Yes, that’s right I’m going back to school.
When I left the University of Kansas many years ago I always thought that I’d go back to school at some point. At the time I was kind of an indifferent student; I excelled at things that I liked and did a minimal amount of work on courses that didn’t interest me. I switched schools and majors several times. Frankly, I had no idea what I wanted to do. A situation that I suspect is not entirely uncommon. At the time the decision to leave was agonizing for me because there were parts of it I really liked and parts that seemed pointless.
I was just making it up as I went along and really had no plan. I was reasonably convinced that with any of the degrees I’d worked on I’d make a fine janitor or waiter. I was equally convinced that I didn’t need a degree to prove anything considering my career prospects. With that certainty and a strong desire to stop spending money I didn’t have in the first place I left university to go out into the world and figure out what I wanted to do with my life. I suspect there were other forces at play at the time but that is a subject for another post.
As left, I made a commitment to myself that I would continue learning throughout my life, regardless of what happened with my formal education. Also, I wanted to go back to school and finish up some sort of degree, once I figured out what I wanted to do. I never thought it would take this long.
I must admit I’ve never had much belief that a diploma or certificate actually denoted much outside of some specialized fields. I have known idiots that looked great on paper and geniuses that didn’t. Unfortunately, society in general doesn’t seem to subscribe to this same point of view. HR people and pointy-haired bosses seem to like degrees because they denote that a person has a predictable baseline of knowledge about something (even if they don’t really). Don’t get me wrong there are some professions that really need degrees; I want to know that my doctor has an excellent education.
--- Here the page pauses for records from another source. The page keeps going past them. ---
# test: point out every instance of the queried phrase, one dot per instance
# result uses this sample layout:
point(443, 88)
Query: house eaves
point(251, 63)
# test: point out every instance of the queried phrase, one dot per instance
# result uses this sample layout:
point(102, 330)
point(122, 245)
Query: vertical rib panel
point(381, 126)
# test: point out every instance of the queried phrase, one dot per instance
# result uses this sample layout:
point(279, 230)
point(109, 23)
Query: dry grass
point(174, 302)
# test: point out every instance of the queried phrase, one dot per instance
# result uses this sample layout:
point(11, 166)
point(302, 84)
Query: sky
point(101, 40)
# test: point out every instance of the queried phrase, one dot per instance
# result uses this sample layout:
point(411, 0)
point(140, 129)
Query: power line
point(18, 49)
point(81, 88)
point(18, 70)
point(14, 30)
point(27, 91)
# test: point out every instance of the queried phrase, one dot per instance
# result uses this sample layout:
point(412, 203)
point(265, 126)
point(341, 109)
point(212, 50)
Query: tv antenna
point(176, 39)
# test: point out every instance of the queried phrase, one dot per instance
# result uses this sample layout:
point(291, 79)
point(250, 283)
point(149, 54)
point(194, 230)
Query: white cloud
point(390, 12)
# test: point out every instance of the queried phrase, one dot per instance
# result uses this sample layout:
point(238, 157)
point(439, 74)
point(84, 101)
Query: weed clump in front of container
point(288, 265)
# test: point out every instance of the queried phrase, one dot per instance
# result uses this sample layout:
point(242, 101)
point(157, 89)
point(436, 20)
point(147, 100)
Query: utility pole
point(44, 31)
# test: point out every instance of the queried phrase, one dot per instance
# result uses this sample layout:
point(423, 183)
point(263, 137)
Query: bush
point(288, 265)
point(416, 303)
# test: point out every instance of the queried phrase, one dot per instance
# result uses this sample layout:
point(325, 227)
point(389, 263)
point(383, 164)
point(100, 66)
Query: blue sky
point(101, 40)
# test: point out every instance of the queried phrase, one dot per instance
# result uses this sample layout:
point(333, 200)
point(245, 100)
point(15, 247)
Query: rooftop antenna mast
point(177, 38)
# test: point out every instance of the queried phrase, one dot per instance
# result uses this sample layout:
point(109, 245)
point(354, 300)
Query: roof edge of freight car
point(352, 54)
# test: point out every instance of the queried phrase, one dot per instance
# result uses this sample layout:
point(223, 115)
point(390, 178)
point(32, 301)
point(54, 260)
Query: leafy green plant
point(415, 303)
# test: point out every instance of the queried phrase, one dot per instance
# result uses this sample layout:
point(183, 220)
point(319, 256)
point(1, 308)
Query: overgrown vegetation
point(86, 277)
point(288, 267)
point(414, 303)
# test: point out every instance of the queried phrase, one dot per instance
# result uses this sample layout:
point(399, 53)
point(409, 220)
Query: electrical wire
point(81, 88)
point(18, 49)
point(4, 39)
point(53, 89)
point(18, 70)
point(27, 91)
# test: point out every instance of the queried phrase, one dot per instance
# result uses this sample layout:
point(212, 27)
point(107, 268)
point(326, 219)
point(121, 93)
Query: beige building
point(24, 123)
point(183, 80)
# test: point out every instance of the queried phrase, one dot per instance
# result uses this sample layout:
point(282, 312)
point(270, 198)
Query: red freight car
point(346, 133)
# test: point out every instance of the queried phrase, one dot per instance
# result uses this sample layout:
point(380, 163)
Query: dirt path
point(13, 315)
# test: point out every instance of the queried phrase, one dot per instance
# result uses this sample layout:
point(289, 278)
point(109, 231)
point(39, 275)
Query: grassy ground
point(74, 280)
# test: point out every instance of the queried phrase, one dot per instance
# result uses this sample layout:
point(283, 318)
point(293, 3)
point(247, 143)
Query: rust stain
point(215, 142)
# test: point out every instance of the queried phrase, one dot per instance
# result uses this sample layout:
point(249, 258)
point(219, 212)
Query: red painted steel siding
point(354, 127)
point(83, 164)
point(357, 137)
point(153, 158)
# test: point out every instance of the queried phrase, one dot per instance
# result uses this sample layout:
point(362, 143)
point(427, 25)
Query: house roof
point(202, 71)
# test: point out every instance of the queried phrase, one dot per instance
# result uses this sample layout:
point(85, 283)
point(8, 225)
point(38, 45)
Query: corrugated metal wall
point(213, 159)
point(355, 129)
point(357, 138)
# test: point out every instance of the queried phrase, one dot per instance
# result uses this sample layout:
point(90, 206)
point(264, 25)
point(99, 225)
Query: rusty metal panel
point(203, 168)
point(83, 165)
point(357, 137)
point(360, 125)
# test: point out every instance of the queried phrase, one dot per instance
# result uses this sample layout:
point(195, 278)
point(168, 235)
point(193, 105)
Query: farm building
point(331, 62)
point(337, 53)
On the other hand, the list of jobs that require a degree simply to make an HR person’s life easier is pretty ridiculous.
I’ve looked at going back to school off and on over the years. Unfortunately, I’ve never had the correct combination of time, money, and a stable living arrangement to make it happen.
Now I’m in my late 30’s and I’m going back to school. It seems kind of crazy to me. I’m not quitting my job or anything like that. I’ll be working full time and taking classes online. I hope that I can make it all work out; it is going to be an interesting experience. The program I am in enrolled in is non-traditional since it is entirely online and based around demonstrating knowledge rather spending a lot of time in a classroom. I expect this will work out well for me as I am studying for a degree in the field I already work in.
So what exactly am I taking?
I’ve enrolled in the Business – IT Management program at Western Governors University. Currently, I’m working as a documentation project manager and a change manager with some technical duties thrown in to keep everything interesting. I see myself staying in this field for a long time still so I’ve decided it is time to formalize what I know and fill in some of the gaps left from my self-directed training.
The way this program seems structured I expect do do a lot of reading and a fair bit or writing. I think I’ll do fine.
This probably isn’t the degree I would have pursued if I were independently wealthy or taking classes for fun. Although, it is a degree that interests me. Certainly, this is not anything I ever thought about when I was at university the first go around (not that there were IT Management degrees back then). The lack of whimsy involved in this course does make me a bit sad. However, it is imminently practical.
I now have a plan and an opportunity to make it happen. I’m excited to get started and I really hope it goes well.
I’ll be sure to update with my experiences.